Capitalism and Its Critics: A Long-Term View

Read this article about the history of capitalism. Although the term capitalism was coined in the 19th century, its practices are much older.

Business, Violence and Enlightenment: Capitalist Expansion in the Early Modern Period

The European expansion into the rest of the world since the fifteenth century had many motives and driving forces, but the resources, ambitions, greed, and enterprising spirit of West European commercial and finance capitalists were, no doubt, among them. From the sixteenth to the eighteenth century, capitalism developed a new pattern: In overseas trade, in the colonies, and connected with this, in the economic life of Europe. A new symbiosis between business and violence characterized capitalism during those centuries, particularly outside Europe - but under the influence of Europeans - as became evident in the many wars and raids, but also in the plantation system on the basis of unfree labor. Certainly, slavery was not a capitalist invention, but the capitalist plantation economy in Brazil, the Caribbean, and the southern regions of North America triggered a huge expansion of the slave trade and slavery. According to Marx, modern capitalism came into the world soaked in blood and filth, as a result of violence and suppression. This is only a half-truth historically, but none the less a correct observation when one considers the connection between the rise of capitalism and colonization. This connection is currently intensively researched.6

Within Europe, capitalism continued its expansion into the world of production, which was accordingly reshaped. Think of the different types of agrarian capitalism in Western and Eastern Europe, think of mining and metal-producing industries, and think of the proto-industrial reorganization of cottage industry in most industrial regions of Europe. Productivity growth was one major consequence that decisively improved the life chances - and frequently the survival chances - of a rapidly growing population. However, new forms of inequality, dependence, and exploitation also followed, which could not be realized without some violence and many social conflicts.

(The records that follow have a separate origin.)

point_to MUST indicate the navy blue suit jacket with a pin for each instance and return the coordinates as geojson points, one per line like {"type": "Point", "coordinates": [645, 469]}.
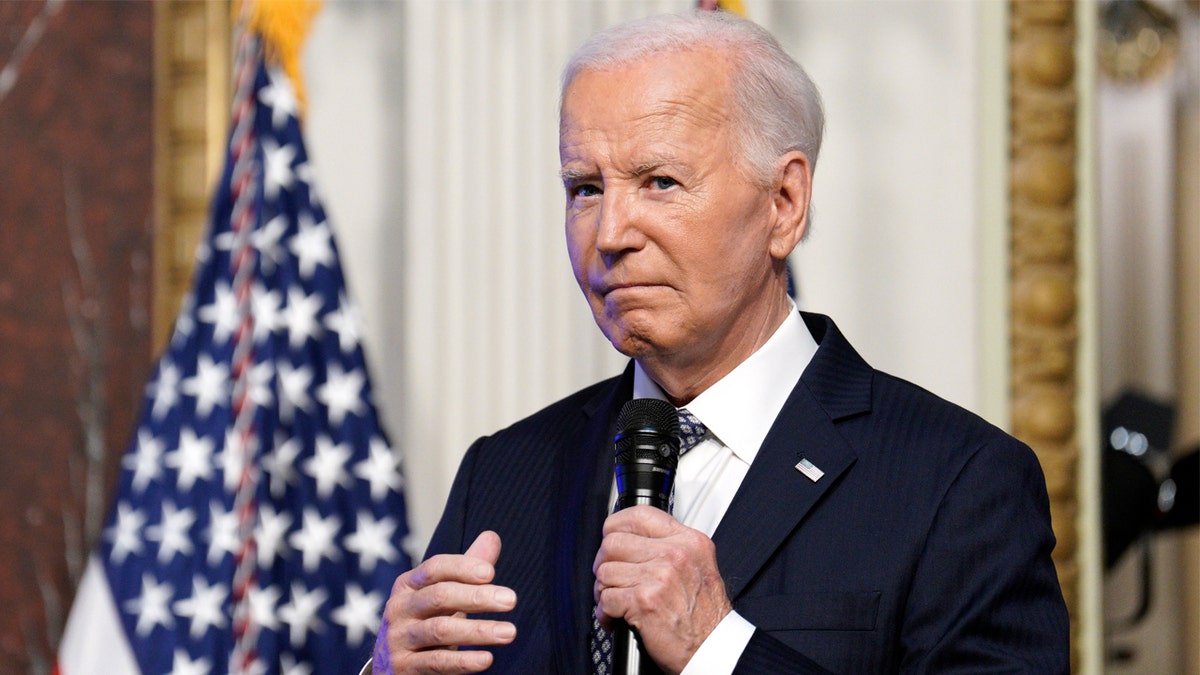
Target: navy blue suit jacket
{"type": "Point", "coordinates": [925, 547]}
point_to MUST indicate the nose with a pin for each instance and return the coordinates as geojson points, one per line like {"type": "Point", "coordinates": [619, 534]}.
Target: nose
{"type": "Point", "coordinates": [618, 231]}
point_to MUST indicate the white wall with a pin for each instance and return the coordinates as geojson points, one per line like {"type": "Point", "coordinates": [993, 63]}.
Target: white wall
{"type": "Point", "coordinates": [432, 127]}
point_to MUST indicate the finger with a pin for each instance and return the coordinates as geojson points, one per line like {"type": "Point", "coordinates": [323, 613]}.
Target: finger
{"type": "Point", "coordinates": [447, 567]}
{"type": "Point", "coordinates": [454, 631]}
{"type": "Point", "coordinates": [642, 520]}
{"type": "Point", "coordinates": [449, 597]}
{"type": "Point", "coordinates": [486, 547]}
{"type": "Point", "coordinates": [445, 662]}
{"type": "Point", "coordinates": [624, 574]}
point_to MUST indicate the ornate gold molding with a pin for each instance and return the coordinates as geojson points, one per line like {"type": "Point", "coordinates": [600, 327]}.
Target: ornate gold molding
{"type": "Point", "coordinates": [192, 65]}
{"type": "Point", "coordinates": [1043, 273]}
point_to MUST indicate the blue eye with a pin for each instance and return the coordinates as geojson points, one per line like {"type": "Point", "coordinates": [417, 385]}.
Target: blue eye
{"type": "Point", "coordinates": [583, 190]}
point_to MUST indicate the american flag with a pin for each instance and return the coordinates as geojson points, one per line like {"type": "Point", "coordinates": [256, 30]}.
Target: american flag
{"type": "Point", "coordinates": [259, 519]}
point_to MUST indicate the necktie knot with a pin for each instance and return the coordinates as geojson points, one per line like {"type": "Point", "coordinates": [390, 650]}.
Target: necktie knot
{"type": "Point", "coordinates": [691, 431]}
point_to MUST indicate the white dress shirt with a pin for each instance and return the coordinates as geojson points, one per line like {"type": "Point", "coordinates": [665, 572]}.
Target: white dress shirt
{"type": "Point", "coordinates": [738, 411]}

The combination of merchant and finance capitalism with colonialism triggered innovations. The enterprise, a core element of capitalism in its process of consolidation, became more clearly profiled by gaining elements of a legal and institutional identity beyond the people who founded and managed it. The Dutch Vereenigde Oostindische Compagnie (the VOC, founded in 1602) was just one, but a famous example among several firms founded for the purpose of colonial trade in a number of countries, especially in the Netherlands, England, and France. An impressive capital fund (6.5 million guilders) on the basis of shares, more than 200 shareholders with limited liability, power with a board of directors, sophisticated organization with a transnational and transregional reach, a central office in Amsterdam soon with about 350 employees, a diversified portfolio of trading activities including some production units, for example a spinning mill in India: A very modern corporation, indeed. However, it rested on the foundations of political privilege and was a monopoly with extensive quasi-governmental powers. The Dutch government had conferred on the VOC the right to operate all Dutch trading business east of the Cape of Good Hope, along with the authorization to wage war, conclude treaties, take possession of land, and build fortresses. The VOC executed these rights, often in armed struggle with competitors from other countries. The distinction between conducting capitalist business and waging war was fluid. There were years in which the company apparently drew the major share of its income from the seizure of competing or enemy ships.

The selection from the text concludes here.